In physics, there are some ultimate limits, like the speed of light and Heisenberg’s uncertainty principle that prevents perfect measurement of a particle. But this uncertainty can be reduced by certain quantum tricks such as through calculating a particle’s behavior (say its position) in a special “squeezed state”. “By reducing this uncertainty, one can measure position to an accuracy below the standard quantum limit,” says Dennis Clougherty, a professor at the University of Vermont. In recent work published in Physical Review Research, Clougherty and his graduate student, Nam Dinh employed mathematical tricks to do just that, solving a 90-year puzzle in quantum physics and paving the way for important practical applications.

Here’s the problem. Imagine plucking a guitar string. It vibrates for seconds, then stops and falls silent. Similarly, a playground swing, emptied of its passenger, will gradually come to rest. These are what physicists call, “damped harmonic oscillations”. On normal everyday scales, such oscillation behaviors are understood by Newton’s laws of motion.

Not so at the atomic level where quantum physics rule. Heisenberg’s uncertainty principle shows that there is a fundamental limit to the precision we can predict the position and momentum of a particle simultaneously. The more accurately we measure a particle’s momentum, the less accurate are the measurements of its position.
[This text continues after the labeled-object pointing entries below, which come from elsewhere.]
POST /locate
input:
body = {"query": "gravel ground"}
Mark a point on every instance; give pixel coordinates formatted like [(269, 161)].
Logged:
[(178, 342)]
And precisely locating the position of one atom could lead to important application like super-tiny “quantum tapes” – new methods of measuring quantum distances and other ultra-precision sensor technologies.
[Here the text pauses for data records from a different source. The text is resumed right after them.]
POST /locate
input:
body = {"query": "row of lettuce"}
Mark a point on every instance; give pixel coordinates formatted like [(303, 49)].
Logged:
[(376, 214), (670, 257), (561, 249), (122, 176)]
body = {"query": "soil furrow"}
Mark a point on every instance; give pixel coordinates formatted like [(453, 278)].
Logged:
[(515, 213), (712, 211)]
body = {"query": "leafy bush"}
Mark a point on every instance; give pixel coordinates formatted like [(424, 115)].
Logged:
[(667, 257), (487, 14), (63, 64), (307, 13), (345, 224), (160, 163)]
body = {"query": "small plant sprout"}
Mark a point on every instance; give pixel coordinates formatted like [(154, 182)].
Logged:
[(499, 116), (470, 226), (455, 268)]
For 90 years, physicists have tried but failed to reduce position uncertainty below the standard quantum limit. So how did Clougherty and Dinh solve this problem? The short answer: by employing some pretty clever (and deep) mathematical tricks which (hold your breath), involves “multimode Bogoliubov transformation (to) diagonalize the Hamiltonian of the system.” Never mind about the technicalities, the real genius of their approach lies in finding the right mathematical tool to picture an atom in a “squeezed state” where its oscillation properties could be fully described in precisely terms.
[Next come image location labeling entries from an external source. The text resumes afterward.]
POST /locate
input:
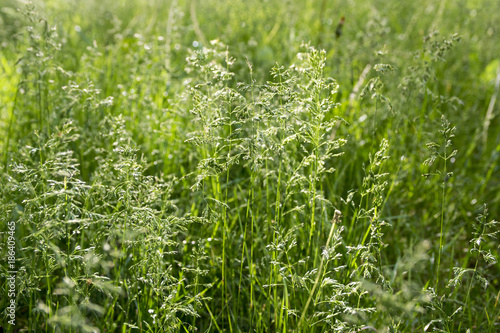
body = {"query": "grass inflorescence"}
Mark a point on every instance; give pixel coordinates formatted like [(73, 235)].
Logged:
[(221, 166)]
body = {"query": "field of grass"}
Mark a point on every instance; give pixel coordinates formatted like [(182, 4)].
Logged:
[(249, 166)]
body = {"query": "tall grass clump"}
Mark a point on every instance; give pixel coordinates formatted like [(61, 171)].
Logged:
[(221, 166)]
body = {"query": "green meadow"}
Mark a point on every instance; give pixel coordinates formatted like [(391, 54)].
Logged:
[(249, 166)]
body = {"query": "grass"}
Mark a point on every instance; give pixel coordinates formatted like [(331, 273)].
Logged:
[(257, 166)]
This is not the first time mathematics have been used to reduce nature’s fundamental limits. One notable recent example was the use of mathematical tricks to create the world’s first gravitational wave detectors that can measure changes in distance a thousand times smaller than the nucleus of an atom – and for which the Nobel Prize was awarded in 2017. Exciting times lie ahead for physics and engineering in the wake of Clougherty and Dihn’s breakthrough.